The Way of All Flesh (Emil Jannings). Not Samuel Butler's famed novel but Perley Poore Sheehan's little-known story supplies the framework of the great German actor's first U. S.-made film.* It concerns one August Schiller, who flourished in Milwaukee back in the days when gentlemen associated that town with beer, and when ladies carried muffs. The first half of the film shows him a pillar of society, plain, foursquare, sunk in a large family. A doting father of six, a pompous cashier in his bank, a champion bowler, he is admirable in all things, full of little unpricked vanities, and simply worshipful in an Olympian set of whiskers that obscure almost a half of his necktie but add immeasurably to his dignity.
The later scenes show him deflated and ennobled. His bank has sent him to Chicago to dispose of a batch of securities. There, taken in by the misleading lady (Phillis Haver), he has lost successively his whiskers, sobriety, chastity, bonds, nerve and identity. The world believes him the victim of bandits. Repentant, he obscures himself to preserve that illusion for the good name of his beloved children. Years later, the bedraggled old Zeus is pictured peeping through frost-dimmed windows to behold from his own shadowed squalor the riches and happiness of his grown-up family. While Mr. Jannings is on the screen, as he is most of the time, even the bleary portions of the film are compelling.

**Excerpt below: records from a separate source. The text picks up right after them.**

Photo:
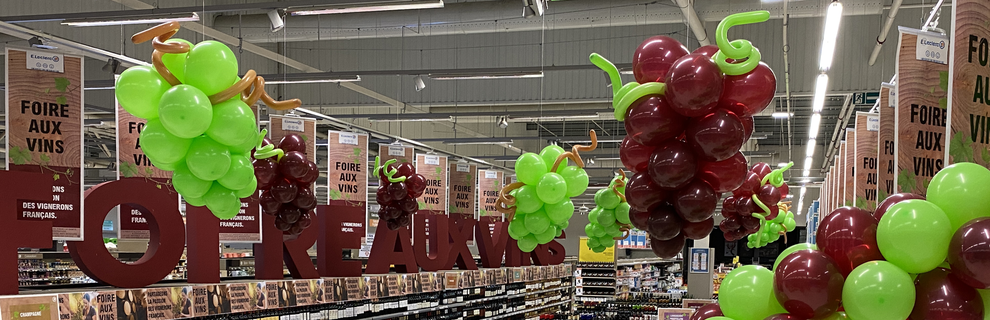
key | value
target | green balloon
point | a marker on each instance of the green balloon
(222, 202)
(527, 200)
(550, 154)
(517, 229)
(139, 89)
(747, 294)
(622, 213)
(187, 184)
(559, 212)
(792, 249)
(607, 199)
(196, 202)
(878, 290)
(248, 191)
(914, 235)
(233, 124)
(527, 244)
(530, 168)
(161, 145)
(211, 67)
(240, 174)
(960, 190)
(552, 188)
(577, 180)
(606, 218)
(537, 222)
(176, 62)
(185, 111)
(207, 159)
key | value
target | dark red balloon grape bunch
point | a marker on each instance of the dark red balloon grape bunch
(686, 120)
(285, 179)
(743, 212)
(398, 188)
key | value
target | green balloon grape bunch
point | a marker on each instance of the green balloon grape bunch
(610, 218)
(539, 205)
(198, 126)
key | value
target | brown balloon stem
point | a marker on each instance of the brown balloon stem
(251, 86)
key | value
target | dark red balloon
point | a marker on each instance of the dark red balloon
(969, 253)
(634, 155)
(725, 175)
(891, 200)
(750, 93)
(650, 121)
(698, 230)
(695, 202)
(716, 136)
(712, 309)
(849, 236)
(642, 193)
(664, 224)
(940, 295)
(808, 284)
(672, 165)
(655, 56)
(667, 248)
(694, 84)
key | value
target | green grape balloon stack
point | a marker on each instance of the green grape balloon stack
(199, 122)
(686, 117)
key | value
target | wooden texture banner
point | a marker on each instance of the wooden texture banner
(885, 157)
(920, 121)
(462, 180)
(44, 116)
(867, 128)
(969, 84)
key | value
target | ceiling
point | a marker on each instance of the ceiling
(388, 50)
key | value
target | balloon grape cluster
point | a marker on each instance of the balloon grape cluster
(286, 182)
(610, 218)
(539, 204)
(398, 188)
(686, 118)
(915, 257)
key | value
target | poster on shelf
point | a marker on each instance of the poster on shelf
(920, 118)
(867, 128)
(885, 154)
(44, 134)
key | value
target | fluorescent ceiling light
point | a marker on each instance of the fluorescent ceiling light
(821, 84)
(144, 19)
(832, 19)
(506, 75)
(380, 6)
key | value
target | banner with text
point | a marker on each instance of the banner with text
(920, 120)
(867, 128)
(44, 134)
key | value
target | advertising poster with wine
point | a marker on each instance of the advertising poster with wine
(44, 119)
(968, 84)
(920, 118)
(885, 157)
(867, 127)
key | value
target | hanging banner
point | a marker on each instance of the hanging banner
(434, 168)
(968, 84)
(44, 115)
(885, 157)
(920, 118)
(867, 128)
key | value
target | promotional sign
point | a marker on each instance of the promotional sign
(44, 92)
(919, 116)
(885, 157)
(968, 85)
(867, 128)
(434, 168)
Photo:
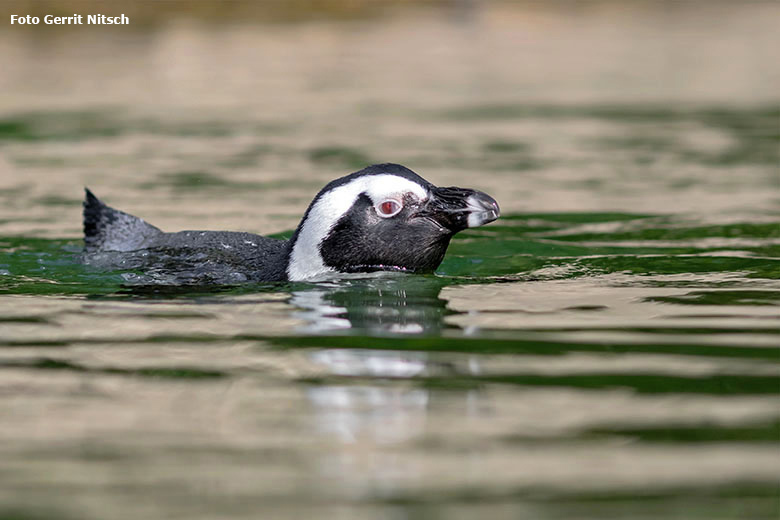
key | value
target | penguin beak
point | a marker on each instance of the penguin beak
(459, 208)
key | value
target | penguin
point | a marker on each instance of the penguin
(382, 218)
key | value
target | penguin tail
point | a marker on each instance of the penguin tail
(108, 229)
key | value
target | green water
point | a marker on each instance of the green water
(607, 349)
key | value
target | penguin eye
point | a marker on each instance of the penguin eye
(388, 208)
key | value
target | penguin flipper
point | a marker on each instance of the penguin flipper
(108, 229)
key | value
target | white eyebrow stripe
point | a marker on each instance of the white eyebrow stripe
(305, 259)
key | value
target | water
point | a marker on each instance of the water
(607, 349)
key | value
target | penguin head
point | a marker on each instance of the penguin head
(383, 218)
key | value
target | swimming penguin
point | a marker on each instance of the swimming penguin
(382, 218)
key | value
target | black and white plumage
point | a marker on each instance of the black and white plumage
(382, 218)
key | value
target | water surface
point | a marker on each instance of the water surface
(608, 348)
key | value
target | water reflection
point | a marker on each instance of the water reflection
(387, 304)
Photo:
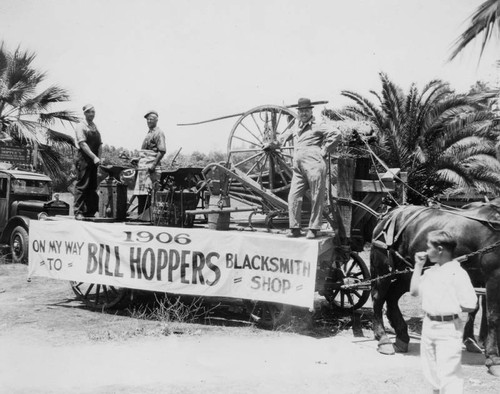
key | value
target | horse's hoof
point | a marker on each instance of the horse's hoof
(400, 346)
(386, 348)
(494, 370)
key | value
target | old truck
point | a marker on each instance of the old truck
(24, 196)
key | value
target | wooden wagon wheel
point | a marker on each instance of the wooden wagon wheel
(268, 315)
(250, 146)
(100, 297)
(347, 272)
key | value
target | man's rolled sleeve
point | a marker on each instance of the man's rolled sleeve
(161, 144)
(80, 134)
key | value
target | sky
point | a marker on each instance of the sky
(194, 60)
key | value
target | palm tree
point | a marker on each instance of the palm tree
(442, 139)
(26, 116)
(484, 20)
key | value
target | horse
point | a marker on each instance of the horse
(402, 232)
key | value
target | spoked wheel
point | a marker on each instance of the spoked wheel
(100, 297)
(252, 147)
(350, 272)
(19, 245)
(268, 315)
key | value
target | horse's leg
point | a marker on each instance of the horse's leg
(469, 338)
(397, 289)
(379, 294)
(492, 351)
(483, 328)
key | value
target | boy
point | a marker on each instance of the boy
(446, 291)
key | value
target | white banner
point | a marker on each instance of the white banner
(250, 265)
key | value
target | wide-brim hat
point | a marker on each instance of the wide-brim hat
(304, 103)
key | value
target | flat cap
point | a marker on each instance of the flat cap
(151, 113)
(86, 107)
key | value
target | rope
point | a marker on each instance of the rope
(460, 259)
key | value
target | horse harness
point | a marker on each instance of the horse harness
(387, 238)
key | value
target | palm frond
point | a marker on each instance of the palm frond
(483, 21)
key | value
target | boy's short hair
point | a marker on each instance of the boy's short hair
(442, 238)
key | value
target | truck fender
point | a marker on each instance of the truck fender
(11, 225)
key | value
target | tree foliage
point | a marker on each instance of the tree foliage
(484, 21)
(27, 116)
(442, 139)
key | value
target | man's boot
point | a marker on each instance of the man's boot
(311, 234)
(294, 233)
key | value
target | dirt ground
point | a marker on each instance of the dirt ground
(51, 343)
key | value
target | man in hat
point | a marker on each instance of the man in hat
(89, 144)
(312, 143)
(152, 151)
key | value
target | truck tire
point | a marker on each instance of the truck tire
(19, 245)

Moon of Israel. Again the Red Sea makes way for the Israelites.! This time the miracle is incidental to a story based on Sir Rider Haggard's novel. This German film includes an episode in which the son of Pharaoh seeks out a slave girl as bride. It manages to be rather dull.
Wedding Bills (Raymond Griffith). "He is the worst best man I ever had," says the groom of Mr. Van Twidder. The trouble is that Mr. Van Twidder has been pressed into too many wedding ceremonies, is bored with everything. No former wedding was like this one, however, where he is obliged to recover letters from a blackmailing woman and to chase a pigeon up the flagpole of a skyscraper in what proved, figuratively and literally, to be the high point of a funny film.
The First Auto. When, in 1895, the automobile started to run the horse out, Hank Armstrong (Russell Simpson) found himself hitched to the stable cause, while his son, Bob (Charles E. Mack*), trailed the new-fangled enemy. Only after Barney Oldfield (who appears in the film) has roared over a race track at the unprecedented speed of 60 miles per hour, and Sloe Eyes, his last mare, has taken her final earthly hurdle, does the old horse-lover give in to the conquering gas-buggy. By that time his son has grown romantic under the influence of the heroine (Patsy Ruth Miller) and returned to the horse tradition, leaving the house as hopelessly divided against itself as before.